De ce point de vue la responsabilité financière de l’Etat est engagée car le transfert de compétences des routes nationales et des personnels de l’équipement aux collectivités territoriales fait supporter sur ces dernières des charges considérables, qui plombent leurs budgets déjà exsangues rendant impossibles l’engagement des opérations de construction et d’entretien de cet ampleur.

Or, l’amélioration du réseau routier est nécessaire pour permettre un meilleur accès aux stations des Alpes. Cela implique notamment, l’accélération des travaux programmés pour réaliser la déviation des agglomérations et des villages aujourd’hui saturés.

En d’autres termes et sans attendre la réalisation future de cette liaison indispensable, il importe que l’ensemble des projets ferroviaires, routières et de communications figurant aux Contrats de Plan Etat/Région de PACA et de Rhône Alpes soient exécutés au plus tôt. Le retard d’infrastructures pénalise en effet aujourd’hui lourdement et injustement les populations et l’économie du massif Alpin.

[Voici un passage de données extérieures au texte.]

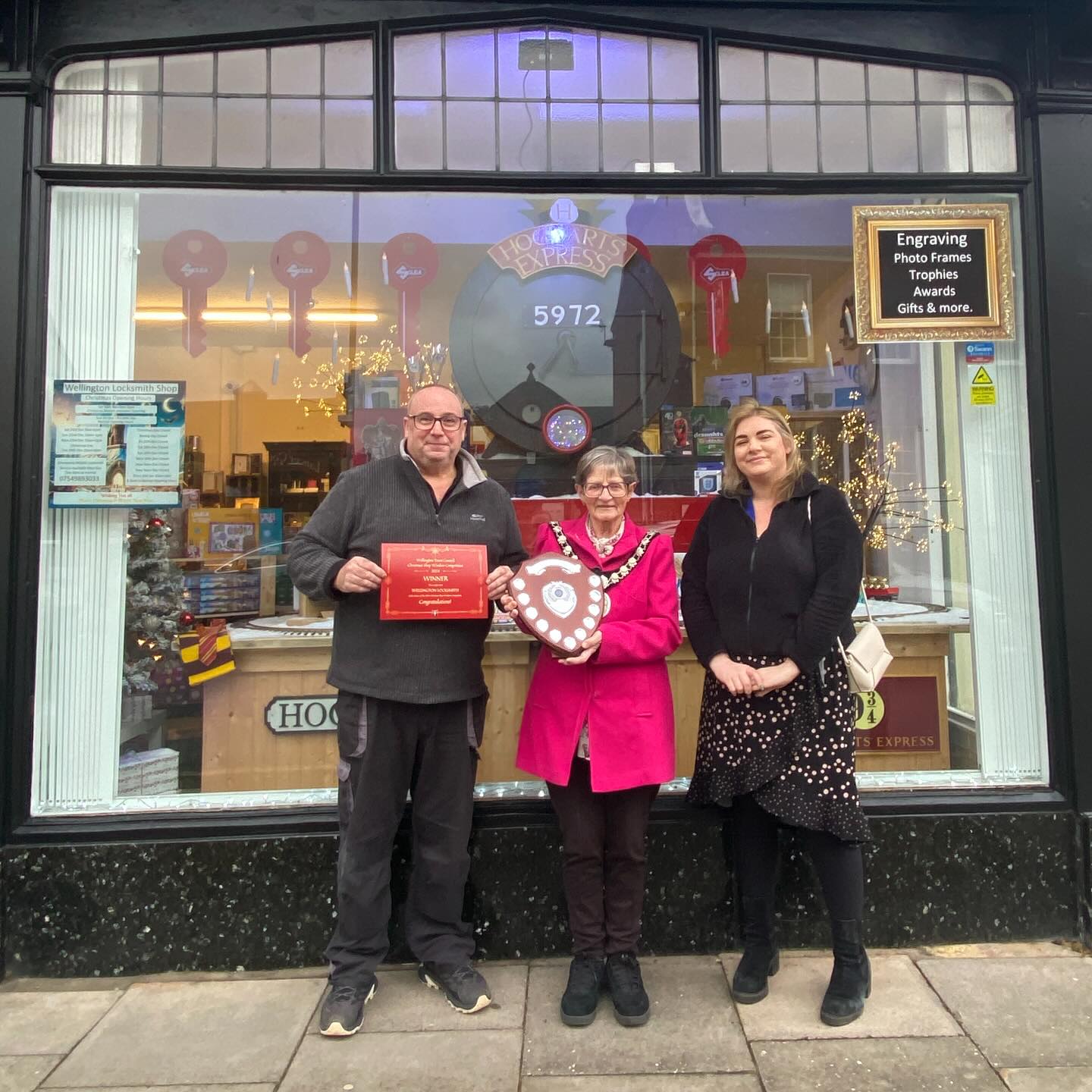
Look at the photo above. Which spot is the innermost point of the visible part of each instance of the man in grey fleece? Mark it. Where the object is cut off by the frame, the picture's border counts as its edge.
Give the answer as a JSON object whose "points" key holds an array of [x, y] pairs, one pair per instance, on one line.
{"points": [[411, 704]]}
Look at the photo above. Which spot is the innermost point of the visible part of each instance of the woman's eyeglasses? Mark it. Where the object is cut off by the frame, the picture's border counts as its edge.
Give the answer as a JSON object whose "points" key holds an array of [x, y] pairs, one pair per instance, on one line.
{"points": [[425, 421], [595, 488]]}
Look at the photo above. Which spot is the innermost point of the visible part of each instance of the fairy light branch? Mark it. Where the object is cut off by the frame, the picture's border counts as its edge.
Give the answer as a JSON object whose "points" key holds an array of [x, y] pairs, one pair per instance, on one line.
{"points": [[423, 369], [886, 513]]}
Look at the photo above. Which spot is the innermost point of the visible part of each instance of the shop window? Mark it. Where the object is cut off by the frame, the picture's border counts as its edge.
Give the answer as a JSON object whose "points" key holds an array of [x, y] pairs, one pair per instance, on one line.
{"points": [[546, 101], [285, 390], [294, 107], [789, 295], [793, 114]]}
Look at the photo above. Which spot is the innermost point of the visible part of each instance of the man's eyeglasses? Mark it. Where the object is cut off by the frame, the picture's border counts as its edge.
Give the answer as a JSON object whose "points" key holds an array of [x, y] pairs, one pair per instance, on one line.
{"points": [[425, 421], [595, 488]]}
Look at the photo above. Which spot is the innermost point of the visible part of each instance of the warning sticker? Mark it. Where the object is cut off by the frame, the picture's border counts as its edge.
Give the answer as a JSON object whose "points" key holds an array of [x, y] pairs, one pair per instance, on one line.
{"points": [[983, 390]]}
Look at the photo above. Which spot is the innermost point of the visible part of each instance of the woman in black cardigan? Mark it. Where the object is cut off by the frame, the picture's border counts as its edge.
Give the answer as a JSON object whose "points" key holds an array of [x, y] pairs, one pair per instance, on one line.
{"points": [[769, 585]]}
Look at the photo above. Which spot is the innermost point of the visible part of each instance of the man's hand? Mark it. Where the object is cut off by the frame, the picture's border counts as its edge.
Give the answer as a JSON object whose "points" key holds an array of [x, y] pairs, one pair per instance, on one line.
{"points": [[359, 575], [778, 675], [496, 583], [739, 678], [590, 648]]}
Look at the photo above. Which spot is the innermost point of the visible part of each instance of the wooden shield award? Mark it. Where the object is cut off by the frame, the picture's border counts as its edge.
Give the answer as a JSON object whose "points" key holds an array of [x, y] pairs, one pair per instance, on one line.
{"points": [[560, 600]]}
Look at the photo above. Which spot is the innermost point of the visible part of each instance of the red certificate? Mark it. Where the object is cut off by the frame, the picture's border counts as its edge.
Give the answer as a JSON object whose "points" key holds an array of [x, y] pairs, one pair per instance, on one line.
{"points": [[427, 581]]}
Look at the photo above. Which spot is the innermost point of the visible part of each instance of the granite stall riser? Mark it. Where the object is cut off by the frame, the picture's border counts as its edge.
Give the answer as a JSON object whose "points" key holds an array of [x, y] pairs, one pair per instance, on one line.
{"points": [[133, 908], [1086, 871]]}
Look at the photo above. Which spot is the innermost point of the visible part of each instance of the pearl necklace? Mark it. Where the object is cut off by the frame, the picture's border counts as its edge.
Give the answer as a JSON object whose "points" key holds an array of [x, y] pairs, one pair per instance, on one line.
{"points": [[605, 546]]}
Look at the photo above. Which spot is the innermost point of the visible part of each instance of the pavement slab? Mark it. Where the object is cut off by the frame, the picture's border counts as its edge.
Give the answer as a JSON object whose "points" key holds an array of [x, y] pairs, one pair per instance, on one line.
{"points": [[403, 1004], [1021, 1012], [25, 1072], [193, 1033], [876, 1065], [177, 1087], [645, 1082], [901, 1005], [1076, 1079], [400, 1062], [694, 1028], [50, 1024]]}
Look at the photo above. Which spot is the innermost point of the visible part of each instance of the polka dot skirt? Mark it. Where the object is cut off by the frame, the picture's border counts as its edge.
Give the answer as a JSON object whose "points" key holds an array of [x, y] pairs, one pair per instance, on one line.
{"points": [[793, 749]]}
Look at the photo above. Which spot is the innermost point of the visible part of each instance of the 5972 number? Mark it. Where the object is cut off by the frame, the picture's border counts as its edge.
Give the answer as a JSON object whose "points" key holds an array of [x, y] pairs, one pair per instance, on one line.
{"points": [[571, 315]]}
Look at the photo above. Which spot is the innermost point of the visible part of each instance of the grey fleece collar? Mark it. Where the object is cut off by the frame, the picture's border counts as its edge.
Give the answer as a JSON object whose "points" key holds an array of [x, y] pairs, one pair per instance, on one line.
{"points": [[472, 473]]}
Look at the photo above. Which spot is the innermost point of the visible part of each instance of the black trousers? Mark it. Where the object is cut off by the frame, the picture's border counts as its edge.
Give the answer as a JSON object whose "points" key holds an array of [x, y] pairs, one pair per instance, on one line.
{"points": [[389, 749], [603, 838], [755, 855]]}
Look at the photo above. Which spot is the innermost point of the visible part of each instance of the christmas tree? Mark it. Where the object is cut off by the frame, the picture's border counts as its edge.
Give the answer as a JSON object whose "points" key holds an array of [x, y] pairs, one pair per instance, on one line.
{"points": [[153, 598]]}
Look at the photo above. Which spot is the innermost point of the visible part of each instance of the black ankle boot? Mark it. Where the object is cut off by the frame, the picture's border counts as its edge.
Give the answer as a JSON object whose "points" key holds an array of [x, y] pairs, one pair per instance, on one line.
{"points": [[581, 997], [760, 958], [851, 981]]}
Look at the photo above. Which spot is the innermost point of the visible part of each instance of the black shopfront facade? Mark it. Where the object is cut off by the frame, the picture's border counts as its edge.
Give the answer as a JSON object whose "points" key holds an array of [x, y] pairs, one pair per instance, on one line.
{"points": [[417, 150]]}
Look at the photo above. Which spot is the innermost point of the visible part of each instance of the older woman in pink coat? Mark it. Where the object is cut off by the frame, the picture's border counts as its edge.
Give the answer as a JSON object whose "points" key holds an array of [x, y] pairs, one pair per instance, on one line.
{"points": [[600, 729]]}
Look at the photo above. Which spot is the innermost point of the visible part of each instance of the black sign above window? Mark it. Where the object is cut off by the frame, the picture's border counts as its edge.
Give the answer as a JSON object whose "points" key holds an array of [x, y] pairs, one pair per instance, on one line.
{"points": [[933, 273]]}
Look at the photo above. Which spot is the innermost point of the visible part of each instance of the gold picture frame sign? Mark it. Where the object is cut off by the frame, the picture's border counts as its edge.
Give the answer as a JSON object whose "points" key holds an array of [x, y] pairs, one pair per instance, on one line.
{"points": [[987, 224]]}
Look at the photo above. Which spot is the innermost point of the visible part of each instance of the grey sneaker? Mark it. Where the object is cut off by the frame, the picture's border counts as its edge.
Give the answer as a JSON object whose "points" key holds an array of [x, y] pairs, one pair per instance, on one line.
{"points": [[343, 1008], [466, 990]]}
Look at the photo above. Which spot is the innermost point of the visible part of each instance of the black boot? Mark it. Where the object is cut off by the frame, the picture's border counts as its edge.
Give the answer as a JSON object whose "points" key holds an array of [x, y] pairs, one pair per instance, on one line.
{"points": [[851, 981], [760, 958], [581, 996]]}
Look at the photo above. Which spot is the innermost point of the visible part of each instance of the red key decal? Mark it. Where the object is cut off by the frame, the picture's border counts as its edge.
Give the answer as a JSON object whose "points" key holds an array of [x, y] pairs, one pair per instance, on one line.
{"points": [[412, 262], [195, 261], [717, 265], [300, 261]]}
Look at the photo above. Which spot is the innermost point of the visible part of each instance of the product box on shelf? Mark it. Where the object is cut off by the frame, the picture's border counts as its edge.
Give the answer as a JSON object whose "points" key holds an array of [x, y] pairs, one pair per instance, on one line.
{"points": [[148, 774], [222, 533], [707, 431], [838, 391], [270, 530], [783, 389], [675, 431], [727, 390], [708, 479]]}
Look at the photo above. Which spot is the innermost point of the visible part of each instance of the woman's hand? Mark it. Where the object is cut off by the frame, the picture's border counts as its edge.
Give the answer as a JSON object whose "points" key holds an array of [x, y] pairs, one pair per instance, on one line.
{"points": [[778, 675], [739, 678], [496, 583], [591, 645]]}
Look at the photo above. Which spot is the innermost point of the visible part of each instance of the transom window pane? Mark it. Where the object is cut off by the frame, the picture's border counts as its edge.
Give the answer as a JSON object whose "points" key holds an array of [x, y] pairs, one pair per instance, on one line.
{"points": [[548, 99], [304, 107], [879, 118]]}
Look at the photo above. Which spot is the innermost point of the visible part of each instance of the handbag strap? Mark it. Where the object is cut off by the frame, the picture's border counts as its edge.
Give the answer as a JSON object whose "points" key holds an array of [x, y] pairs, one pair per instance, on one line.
{"points": [[864, 593]]}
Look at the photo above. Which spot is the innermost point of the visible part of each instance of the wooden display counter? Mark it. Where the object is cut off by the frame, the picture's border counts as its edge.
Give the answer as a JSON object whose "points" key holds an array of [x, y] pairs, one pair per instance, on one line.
{"points": [[903, 727]]}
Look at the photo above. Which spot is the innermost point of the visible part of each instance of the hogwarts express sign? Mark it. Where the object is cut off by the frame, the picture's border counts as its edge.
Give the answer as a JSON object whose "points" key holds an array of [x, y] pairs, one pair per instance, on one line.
{"points": [[901, 714], [933, 273]]}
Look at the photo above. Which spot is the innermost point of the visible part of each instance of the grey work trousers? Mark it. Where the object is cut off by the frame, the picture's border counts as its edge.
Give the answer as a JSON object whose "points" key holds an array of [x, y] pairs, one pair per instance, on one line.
{"points": [[388, 749]]}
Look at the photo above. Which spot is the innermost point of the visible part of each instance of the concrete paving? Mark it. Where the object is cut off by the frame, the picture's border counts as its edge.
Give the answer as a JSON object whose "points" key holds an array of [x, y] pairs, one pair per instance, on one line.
{"points": [[983, 1019]]}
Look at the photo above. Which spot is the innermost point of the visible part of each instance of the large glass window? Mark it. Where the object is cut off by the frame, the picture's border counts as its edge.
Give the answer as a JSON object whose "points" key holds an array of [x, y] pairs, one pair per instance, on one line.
{"points": [[792, 114], [307, 106], [546, 99], [288, 384]]}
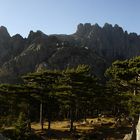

Enfin, compte tenu de la situation géographique privilégiée dont disposent nos Régions au cœur de l’Arc Méditerranéen et des atouts industrialo portuaires performants que constitue le Port Autonome de Marseille, le débat public sur la liaison Grenoble/Sisteron doit intégrer la perspective d’une percée ferroviaire sous le Montgenèvre nécessaire tout comme la  réalisation du Lyon/Turin.

Cette percée ferroviaire sous le Montgenèvre et l’aménagement du Val de Durance permettront tout à la fois de favoriser l’émergence d’un nouvel axe pour le fret mais aussi le transport de voyageurs permettant la liaison du Sud Est de la France avec le Nord de l’Europe l’Italie et la Méditerranée.  Elle participera par ailleurs efficacement au désenclavement des départements Alpins et à  leur développement économique industriel et touristique.